This blog's for ME

Almost 25 years old, asking my parents if I can sleep in their bed with them. I had thought I was going to be the 25th Prime Minister of Canada. Things had changed. 10 years later, I was still a scared little boy. The time had come to slap myself awake. One Saturday morning, November 19th, 2009, I declared to the world I would be riding my 10 year-old motorcycle from Vancouver, BC Canada to Rio de Janeiro, Brasil, and back.

The official departure was August 28th, 2010. A group of well-wishers saw me off at 8:03 am.

I arrived in Rio de Janeiro around 6 pm March 1st, 2011.



My return to Vancouver came on July 5th, 2011 about 2:00 pm.

Drug & alcohol abuse, ADD, social anxiety, health, chronic pain, night terrors.

So many concerns. But I am far more interested in this question: Do I have the capacity to make this trip despite all my shortcomings?

My mission: To inspire myself to face my fears, enlighten myself on how all living things can peacefully co-exist, enjoy every moment, and see the world as plentiful and generous.

Go ahead. Call me crazy. Call me anything you like.

I'm out to save my world.



I LOVE YOU ALL



Questions, comments, concerns, threats? Contact me: jason.chapman99@gmail.com


Cleaning Up

I told my boss I was leaving back in early December '09, and the last 8 months had been about mentally preparing for August 28th. Several momentous occassions were to be packed into the final month: a 20 year grad class reunion, introducing my parents to my birth mother, organizing a farewell party, and saying goodbye to my girlfriend. Many of these experiences would seem difficult for most, but I was seldom worried. Cleaning up the things from my past, on the other hand, gave me quite a problem.

It seemed to me a life-changing motorcycle trip to South America required some big steps to support it.

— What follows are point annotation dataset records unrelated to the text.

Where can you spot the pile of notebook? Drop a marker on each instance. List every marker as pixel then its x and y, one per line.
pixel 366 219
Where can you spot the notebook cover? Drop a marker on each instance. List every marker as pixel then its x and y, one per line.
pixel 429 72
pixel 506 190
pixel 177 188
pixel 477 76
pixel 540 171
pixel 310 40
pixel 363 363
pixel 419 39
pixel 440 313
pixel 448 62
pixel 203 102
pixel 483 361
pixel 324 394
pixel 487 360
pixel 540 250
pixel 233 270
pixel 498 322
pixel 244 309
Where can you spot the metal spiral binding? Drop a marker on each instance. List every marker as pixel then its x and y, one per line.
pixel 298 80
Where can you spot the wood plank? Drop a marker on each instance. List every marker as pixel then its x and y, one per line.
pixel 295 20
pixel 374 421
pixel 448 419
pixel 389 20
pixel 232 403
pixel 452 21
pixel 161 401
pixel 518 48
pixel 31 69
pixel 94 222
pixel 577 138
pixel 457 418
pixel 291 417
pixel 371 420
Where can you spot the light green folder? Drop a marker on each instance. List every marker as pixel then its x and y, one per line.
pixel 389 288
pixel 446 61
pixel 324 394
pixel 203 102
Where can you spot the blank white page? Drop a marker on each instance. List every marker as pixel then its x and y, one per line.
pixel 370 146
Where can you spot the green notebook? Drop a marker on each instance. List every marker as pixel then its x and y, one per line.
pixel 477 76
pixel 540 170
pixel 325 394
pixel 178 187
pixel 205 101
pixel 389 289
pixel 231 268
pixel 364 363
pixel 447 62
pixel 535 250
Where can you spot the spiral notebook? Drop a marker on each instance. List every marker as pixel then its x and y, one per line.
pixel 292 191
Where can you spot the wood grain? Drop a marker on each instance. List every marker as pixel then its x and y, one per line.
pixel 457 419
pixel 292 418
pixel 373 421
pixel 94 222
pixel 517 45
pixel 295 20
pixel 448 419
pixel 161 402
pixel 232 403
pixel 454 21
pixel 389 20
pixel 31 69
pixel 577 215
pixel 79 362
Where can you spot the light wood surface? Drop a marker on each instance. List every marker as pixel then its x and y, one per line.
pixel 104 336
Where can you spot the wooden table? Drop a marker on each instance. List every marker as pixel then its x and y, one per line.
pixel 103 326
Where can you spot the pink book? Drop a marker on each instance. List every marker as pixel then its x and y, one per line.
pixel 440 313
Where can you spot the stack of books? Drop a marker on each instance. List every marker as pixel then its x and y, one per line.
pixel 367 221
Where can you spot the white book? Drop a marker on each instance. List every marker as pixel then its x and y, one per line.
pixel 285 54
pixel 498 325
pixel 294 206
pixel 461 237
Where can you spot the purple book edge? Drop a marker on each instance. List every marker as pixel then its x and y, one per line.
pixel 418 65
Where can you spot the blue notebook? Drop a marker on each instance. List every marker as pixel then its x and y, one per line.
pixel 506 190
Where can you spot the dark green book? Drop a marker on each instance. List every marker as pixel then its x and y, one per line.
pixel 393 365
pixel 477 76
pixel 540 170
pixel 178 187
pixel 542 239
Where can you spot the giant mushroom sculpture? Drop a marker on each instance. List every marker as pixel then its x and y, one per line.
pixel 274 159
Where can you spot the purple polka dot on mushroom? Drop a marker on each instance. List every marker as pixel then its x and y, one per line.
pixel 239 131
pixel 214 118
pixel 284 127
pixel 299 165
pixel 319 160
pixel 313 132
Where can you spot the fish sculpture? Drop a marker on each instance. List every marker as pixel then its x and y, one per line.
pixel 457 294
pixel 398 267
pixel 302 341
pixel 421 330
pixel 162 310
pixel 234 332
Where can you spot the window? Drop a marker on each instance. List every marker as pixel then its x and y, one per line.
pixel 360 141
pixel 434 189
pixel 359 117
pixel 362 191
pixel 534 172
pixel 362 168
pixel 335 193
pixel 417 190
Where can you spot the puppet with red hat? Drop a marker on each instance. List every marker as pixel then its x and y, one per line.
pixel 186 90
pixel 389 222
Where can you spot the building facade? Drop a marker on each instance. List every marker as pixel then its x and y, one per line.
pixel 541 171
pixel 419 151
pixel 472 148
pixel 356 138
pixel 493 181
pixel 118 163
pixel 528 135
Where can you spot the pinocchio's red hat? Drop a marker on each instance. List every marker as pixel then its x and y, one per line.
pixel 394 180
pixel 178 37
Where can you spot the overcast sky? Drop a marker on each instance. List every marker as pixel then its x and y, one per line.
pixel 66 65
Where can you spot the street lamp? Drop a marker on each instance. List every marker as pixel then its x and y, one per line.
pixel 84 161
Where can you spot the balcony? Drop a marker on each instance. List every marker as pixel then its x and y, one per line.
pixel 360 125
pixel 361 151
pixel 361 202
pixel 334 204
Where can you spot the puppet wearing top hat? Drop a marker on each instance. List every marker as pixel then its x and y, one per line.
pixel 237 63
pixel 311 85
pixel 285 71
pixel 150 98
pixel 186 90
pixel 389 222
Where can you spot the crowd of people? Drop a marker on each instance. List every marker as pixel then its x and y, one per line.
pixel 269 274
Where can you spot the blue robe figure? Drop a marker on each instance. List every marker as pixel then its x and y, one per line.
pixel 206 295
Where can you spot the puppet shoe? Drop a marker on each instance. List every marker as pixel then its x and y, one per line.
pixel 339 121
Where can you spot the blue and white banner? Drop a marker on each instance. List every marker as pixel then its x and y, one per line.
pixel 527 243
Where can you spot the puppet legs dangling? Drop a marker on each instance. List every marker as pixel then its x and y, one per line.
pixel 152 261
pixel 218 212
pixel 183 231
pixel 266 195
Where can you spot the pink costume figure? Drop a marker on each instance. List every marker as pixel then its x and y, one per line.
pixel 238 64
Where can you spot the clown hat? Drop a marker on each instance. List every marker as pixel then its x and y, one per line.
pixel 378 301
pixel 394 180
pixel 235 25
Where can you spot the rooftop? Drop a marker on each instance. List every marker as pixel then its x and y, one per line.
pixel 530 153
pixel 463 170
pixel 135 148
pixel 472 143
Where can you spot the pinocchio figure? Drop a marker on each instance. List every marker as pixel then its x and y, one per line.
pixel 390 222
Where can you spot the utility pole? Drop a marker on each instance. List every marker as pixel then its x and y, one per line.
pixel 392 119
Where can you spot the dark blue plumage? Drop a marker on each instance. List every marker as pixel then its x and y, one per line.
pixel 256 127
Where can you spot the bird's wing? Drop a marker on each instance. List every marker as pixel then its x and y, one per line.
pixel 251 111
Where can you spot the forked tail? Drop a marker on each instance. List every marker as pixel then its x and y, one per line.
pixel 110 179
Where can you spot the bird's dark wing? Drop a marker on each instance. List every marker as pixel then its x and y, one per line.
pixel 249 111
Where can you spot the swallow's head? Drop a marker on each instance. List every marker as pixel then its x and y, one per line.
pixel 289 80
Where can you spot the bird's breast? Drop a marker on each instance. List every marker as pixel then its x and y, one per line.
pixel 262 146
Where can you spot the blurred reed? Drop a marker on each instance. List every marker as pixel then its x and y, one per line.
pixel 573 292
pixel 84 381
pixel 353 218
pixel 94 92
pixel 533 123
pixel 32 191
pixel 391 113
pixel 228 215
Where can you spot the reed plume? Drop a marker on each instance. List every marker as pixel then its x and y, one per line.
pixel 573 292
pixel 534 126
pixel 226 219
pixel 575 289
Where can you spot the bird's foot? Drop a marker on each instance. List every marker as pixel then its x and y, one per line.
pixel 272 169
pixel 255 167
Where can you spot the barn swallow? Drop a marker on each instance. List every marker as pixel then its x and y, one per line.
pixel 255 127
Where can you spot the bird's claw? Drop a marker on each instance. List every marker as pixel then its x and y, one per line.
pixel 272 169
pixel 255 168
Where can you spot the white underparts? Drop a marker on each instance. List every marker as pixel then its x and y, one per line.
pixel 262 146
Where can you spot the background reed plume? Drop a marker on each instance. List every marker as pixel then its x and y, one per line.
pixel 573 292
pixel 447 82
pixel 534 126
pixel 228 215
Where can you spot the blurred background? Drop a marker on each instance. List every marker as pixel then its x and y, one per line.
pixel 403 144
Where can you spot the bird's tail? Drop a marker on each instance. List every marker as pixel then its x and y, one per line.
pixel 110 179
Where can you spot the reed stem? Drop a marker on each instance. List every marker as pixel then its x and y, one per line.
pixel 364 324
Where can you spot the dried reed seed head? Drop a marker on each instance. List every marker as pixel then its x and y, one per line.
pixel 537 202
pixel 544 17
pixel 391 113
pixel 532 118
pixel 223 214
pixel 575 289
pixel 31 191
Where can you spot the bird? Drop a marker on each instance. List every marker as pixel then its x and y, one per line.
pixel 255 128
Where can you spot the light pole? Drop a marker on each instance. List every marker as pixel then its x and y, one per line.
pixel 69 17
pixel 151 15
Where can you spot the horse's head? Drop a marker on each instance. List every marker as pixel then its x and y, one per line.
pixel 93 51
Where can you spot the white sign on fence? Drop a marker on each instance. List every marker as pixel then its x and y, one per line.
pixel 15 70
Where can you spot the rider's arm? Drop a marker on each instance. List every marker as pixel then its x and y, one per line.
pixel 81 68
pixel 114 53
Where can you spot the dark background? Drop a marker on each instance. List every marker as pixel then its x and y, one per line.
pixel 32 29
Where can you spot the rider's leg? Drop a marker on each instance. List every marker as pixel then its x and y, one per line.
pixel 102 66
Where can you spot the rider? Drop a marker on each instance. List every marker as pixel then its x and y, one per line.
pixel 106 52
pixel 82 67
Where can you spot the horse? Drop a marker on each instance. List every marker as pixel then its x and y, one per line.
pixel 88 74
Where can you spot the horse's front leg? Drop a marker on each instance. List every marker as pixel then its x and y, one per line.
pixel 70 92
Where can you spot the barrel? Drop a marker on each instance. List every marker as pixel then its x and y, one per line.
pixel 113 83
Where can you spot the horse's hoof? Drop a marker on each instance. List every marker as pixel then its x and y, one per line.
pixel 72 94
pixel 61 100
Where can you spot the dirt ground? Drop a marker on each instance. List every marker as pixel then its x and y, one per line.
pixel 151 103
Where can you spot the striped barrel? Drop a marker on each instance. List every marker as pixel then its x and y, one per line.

One of them was getting rid of everything I owned, keeping only what could be stored in a 2'x2' box. This seemingly drastic measure served a few purposes, but tantamount was this: I believed I had to let go of any unneccessary clutter, so there was space for something new to come along. It's hard to put that brand new suit in a closet that is jam-packed full, right?

One last week spent in Stettler on the farm in late July had proven to be a godsend for hot, humid weather after weeks of heavy rain. Although the grass had never been greener in my mind, the clouds of mosquitos ready to attack prohibited us from truly enjoying the outdoors. This precipitated some indoor work, so it was time to look at all the things I had stored in my parents' basement since I moved out to college in 1990.

As I had already practiced letting things go from my apartment clean 10 days prior, the basement clean was somewhat easier than expected. I was quite surprised at the things I had amassed over the years: pins, certificates, taxes, the list was exhaustive. Hesitating briefly at times, I calmly placed stacks of paper in a box for recycling, separated a couple boxes of items for charity, and a bag for garbage. My hope was that at least someone could use the things I did not, and that somehow they would live on, and in it my memories of them. What I did experience though, was an uneasy mix of relief that I had done the job, and a fear of letting go all the things that mattered to me in the past. The question I finally asked myself was, "am I my things?"